Hint: Try to recall the concept of partial dissolution shown by weak electrolytes given in electrochemistry chapter. The solubility of weak electrolytes is given by the value of their solubility product (${{K}_{sp}}$). Strong electrolytes completely dissociate in a solution.

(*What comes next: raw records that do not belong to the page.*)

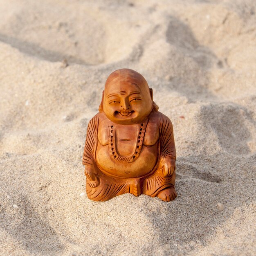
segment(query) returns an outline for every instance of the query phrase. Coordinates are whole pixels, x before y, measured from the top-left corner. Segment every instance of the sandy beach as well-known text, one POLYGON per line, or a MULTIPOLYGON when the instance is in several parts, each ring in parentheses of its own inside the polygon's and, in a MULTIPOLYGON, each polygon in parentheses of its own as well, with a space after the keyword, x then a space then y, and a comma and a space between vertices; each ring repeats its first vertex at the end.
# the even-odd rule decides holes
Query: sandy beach
POLYGON ((256 255, 253 0, 0 0, 0 254, 256 255), (87 198, 86 129, 136 70, 171 120, 177 198, 87 198))

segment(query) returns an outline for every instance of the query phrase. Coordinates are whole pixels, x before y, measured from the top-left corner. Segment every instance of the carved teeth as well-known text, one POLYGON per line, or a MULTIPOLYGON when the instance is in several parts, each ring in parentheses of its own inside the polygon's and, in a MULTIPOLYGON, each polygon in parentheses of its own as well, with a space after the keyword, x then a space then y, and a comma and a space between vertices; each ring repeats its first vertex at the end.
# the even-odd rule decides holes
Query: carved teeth
POLYGON ((119 113, 122 116, 124 117, 127 117, 130 115, 132 112, 132 111, 120 111, 119 113))

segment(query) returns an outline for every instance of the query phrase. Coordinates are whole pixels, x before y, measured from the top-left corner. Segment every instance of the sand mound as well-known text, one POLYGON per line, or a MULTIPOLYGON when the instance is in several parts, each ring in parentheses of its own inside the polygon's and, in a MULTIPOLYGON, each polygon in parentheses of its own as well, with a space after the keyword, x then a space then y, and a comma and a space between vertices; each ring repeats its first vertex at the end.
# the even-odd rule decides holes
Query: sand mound
POLYGON ((256 253, 255 4, 217 2, 0 1, 2 254, 256 253), (173 202, 84 193, 87 126, 122 67, 173 122, 173 202))

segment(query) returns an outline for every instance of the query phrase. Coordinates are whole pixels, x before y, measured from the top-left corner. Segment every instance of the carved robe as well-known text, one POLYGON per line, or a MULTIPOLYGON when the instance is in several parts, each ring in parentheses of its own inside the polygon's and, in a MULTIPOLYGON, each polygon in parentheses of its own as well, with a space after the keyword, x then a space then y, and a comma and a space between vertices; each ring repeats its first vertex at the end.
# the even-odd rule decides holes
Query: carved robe
MULTIPOLYGON (((85 166, 85 168, 87 166, 94 170, 97 177, 94 180, 92 180, 86 175, 86 192, 89 198, 95 201, 106 201, 126 193, 131 193, 137 196, 143 193, 155 197, 163 189, 174 186, 175 171, 170 176, 164 177, 162 166, 159 164, 161 159, 176 159, 173 125, 167 117, 155 110, 153 110, 149 115, 148 130, 151 127, 152 132, 152 128, 156 127, 156 130, 158 131, 156 163, 146 175, 142 177, 138 175, 138 177, 132 178, 120 178, 115 175, 108 175, 97 162, 97 146, 100 143, 97 136, 99 125, 104 119, 106 116, 103 112, 98 113, 92 119, 88 125, 83 164, 85 166)), ((145 132, 146 134, 146 129, 145 132)), ((148 146, 142 145, 141 146, 148 146)), ((140 157, 141 157, 139 156, 138 159, 140 157)), ((115 160, 113 159, 113 161, 115 160)), ((135 159, 135 162, 137 160, 135 159)))

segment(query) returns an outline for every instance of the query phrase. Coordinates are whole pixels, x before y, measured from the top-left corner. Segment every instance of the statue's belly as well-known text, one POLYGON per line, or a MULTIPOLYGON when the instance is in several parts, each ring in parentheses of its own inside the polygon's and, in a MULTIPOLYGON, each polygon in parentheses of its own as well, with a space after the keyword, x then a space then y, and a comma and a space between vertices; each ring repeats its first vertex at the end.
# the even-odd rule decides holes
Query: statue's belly
POLYGON ((108 145, 99 143, 96 151, 96 161, 100 168, 106 174, 126 178, 144 176, 153 170, 157 160, 157 143, 150 146, 144 146, 139 156, 134 162, 124 163, 110 156, 108 145))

Complete step by step solution:
Solubility is defined as the property of a substance (solute) to get dissolved in a solvent to form a solution.
The solubility product constant is the equilibrium constant for the dissolution of a solid solute in a solvent to form a solution. It is denoted by the symbol ${{K}_{sp}}$. We can form an idea about the dissolution of an ionic compound by the value of its solubility product.
In the above question, we see that both the compounds have chloride ions in common. This leads to a common ion effect which will be explained later in the note section.
We will first find the concentration of chloride ions from the solubility product of $CuCl$and then find the concentration of $A{{g}^{+}}$.
                    $\text{CuC}{{\text{l}}_{(s)}}\text{ }\to \text{ C}{{\text{u}}^{+}}\text{ + C}{{\text{l}}^{-}}$
Initial concentration(M): 0.1 0 0
Eq. concentration (M): 0.1-x x x
$\begin{align}
  & {{K}_{sp,CuCl}}\text{ = }\!\![\!\!\text{ C}{{\text{u}}^{+}}]\text{ }\!\![\!\!\text{ C}{{\text{l}}^{-}}] \\
 & {{K}_{sp}}\text{ = }X\text{ x }X\text{ } \\
\end{align}$
The chloride ion concentration will be, $[C{{l}^{-}}]$ = X = $\sqrt{{{K}_{sp,CuCl}}}$= $\sqrt{1.0\text{ x 1}{{\text{0}}^{-6}}}\text{ M }$= $1.0\text{ x 1}{{\text{0}}^{-3}}\text{ M}$
${{K}_{sp,CuCl}}\text{ = }\!\![\!\!\text{ A}{{\text{g}}^{+}}]\text{ }\!\![\!\!\text{ C}{{\text{l}}^{-}}]$
The silver ion concentration is, $\text{ }\!\![\!\!\text{ A}{{\text{g}}^{+}}]$ = $\dfrac{{{K}_{sp,AgCl}}}{[C{{l}^{-}}]}$= $\dfrac{1.6\text{ x 1}{{\text{0}}^{-10}}}{1.0\text{ x 1}{{\text{0}}^{-3}}}$= $1.6\text{ x 1}{{\text{0}}^{-7}}\text{ M}$

Therefore, the value of x is 7.

Note: The common ion effect describes the effect of adding a common ion on the ​equilibrium of the new solution. The common ion effect generally decreases ​solubility of a solute. The equilibrium shifts to the left to relieve off the excess product formed.
When a strong electrolyte is added to a solution of weak electrolyte, the solubility of weak electrolyte decreases leading to the formation of precipitate at the bottom of the testing apparatus.